The vast majority of modern electric vehicles lack a gearbox. There are three basic causes for this, but before we delve into the specifics, let’s define a gearbox and discuss what it does in an ICE car. In this manner, it will be simpler to see why an electric car’s transmission is not essential. We’ll also try to describe the circumstances in which it can be a valuable addition and the advantages it offers.
What is a gearbox, and what does it do in an ICE car?
Unlike electric motors, internal combustion engines (ICE) require greater revs to produce more torque. The car’s speed would be constrained due to the engine’s restricted rev range, which is why gearboxes are used.
In a nutshell, a gearbox and final drive ratio work together to create a torque multiplier. Although you may have previously heard of gear and final drive ratios, you might not have understood what these numbers meant.
The gear ratio will be discussed first. Let’s assume your ICE vehicle is in first gear. Suppose the first gear has a 3:1 ratio. This implies that the engine’s torque output is increased by a factor of three. We must also consider the final drive ratio to calculate how many times the torque is multiplied in the wheels of the car.
If the final drive ratio is 3:1, the vehicle’s wheel torque will be nine times more than the engine torque. The wheel torque is 200 Nm x 9 = 1800 Nm if your car’s engine generates 200 Nm of torque in the first gear using the ratios mentioned.
This multiplication would not be feasible without the gearbox, and the vehicle would completely stop even with the throttle floored. An ICE car’s gearbox must be built to precisely balance the engine’s power and torque characteristics. Its efficiency under various loads and, of course, the engineers’ peak speed set for the selected vehicle.
Despite significant advancement over the past few decades, their solutions remain a compromise. The entire drivetrain suffers from the inefficiencies introduced by gearboxes, which raises fuel consumption and energy losses.
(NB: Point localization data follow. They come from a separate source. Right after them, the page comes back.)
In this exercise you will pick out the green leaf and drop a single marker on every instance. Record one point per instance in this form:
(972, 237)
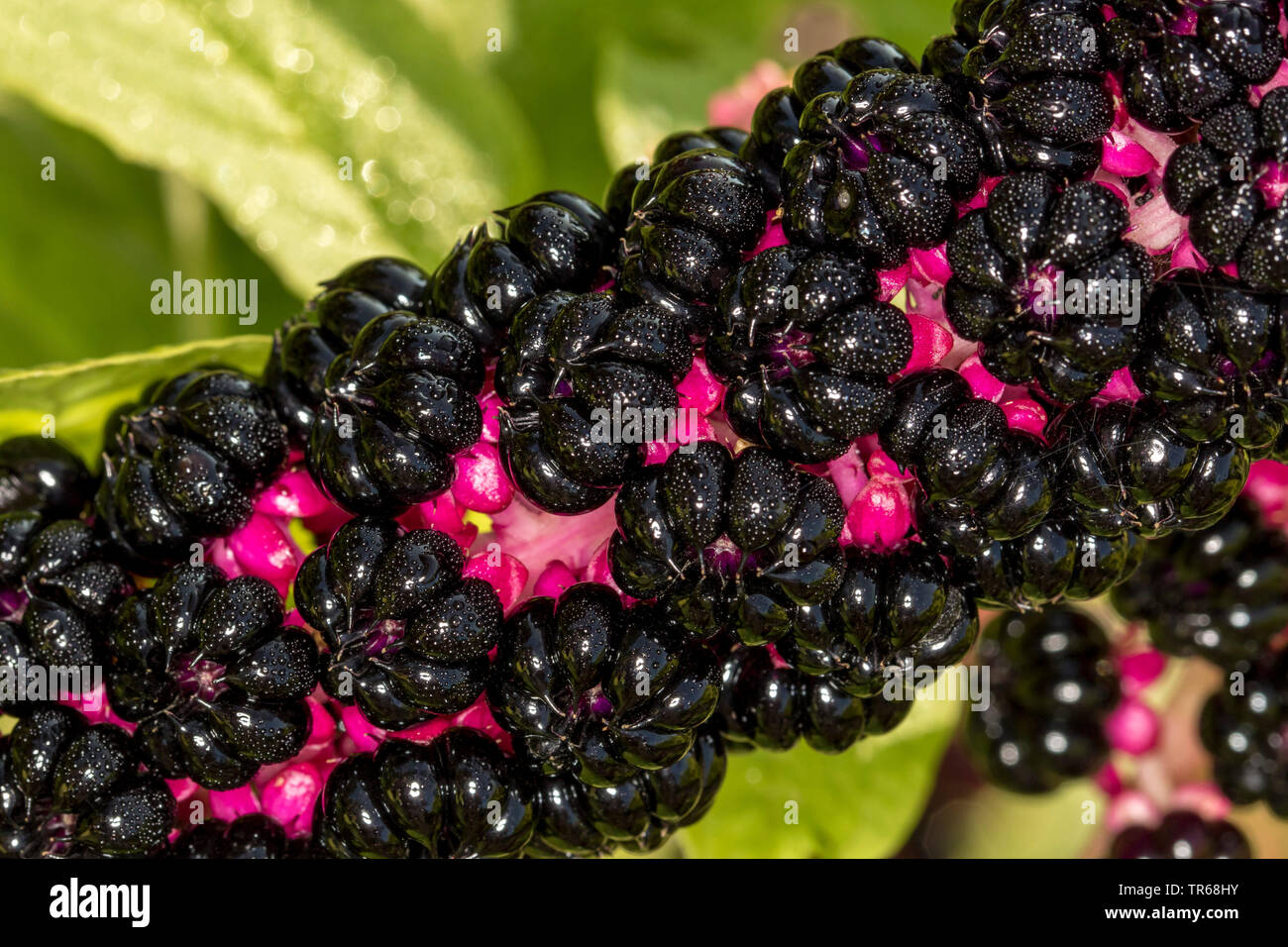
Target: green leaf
(78, 398)
(78, 253)
(858, 804)
(262, 106)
What is the case with electric cars?
Three inherent characteristics of electric motors resolve design problems in gearbox development and eliminate the need for gearboxes. These characteristics include the ability of electric motors to run at high rpms and electronically capped top speeds. Let’s go over each of those attributes individually.
High torque is evident at 0 revolutions per minute. Keep in mind that gearboxes primarily function as torque multipliers. There is no need to further amplify the torque by utilising different gear ratios if it is high at zero revolutions per minute.
The high rpm capability, however, is what is crucially important. Top speed is readily attained with just one ratio due to the electric motor’s great torque across the range and its maximum rotational speed of 20.000 rpm. The fourth justification is that electric cars have electronically limited top speeds. This due to the low energy content of the high voltage batteries as compared to liquid fuels, rather than just the absence of a gearbox.
To further comprehend this, let’s take a look at the BMW i4 eDrive 40, which has a combined gear and final drive ratio of 11.115:1 and a maximum motor torque of 430Nm from 0-5000 rpm. The wheel torque is therefore 4780 Nm. It is now clear why electric cars are kings at traffic signals in general.
Assume that the car’s top speed is 190 km/h. The motor spins at a maximum speed of 16,500 rpm. The motor rotates at about 11,300 rpm at a typical highway speed of 130 km/h. As this example shows, there is no need for a gearbox because the electric motor has a wide enough rpm range to meet all the demands.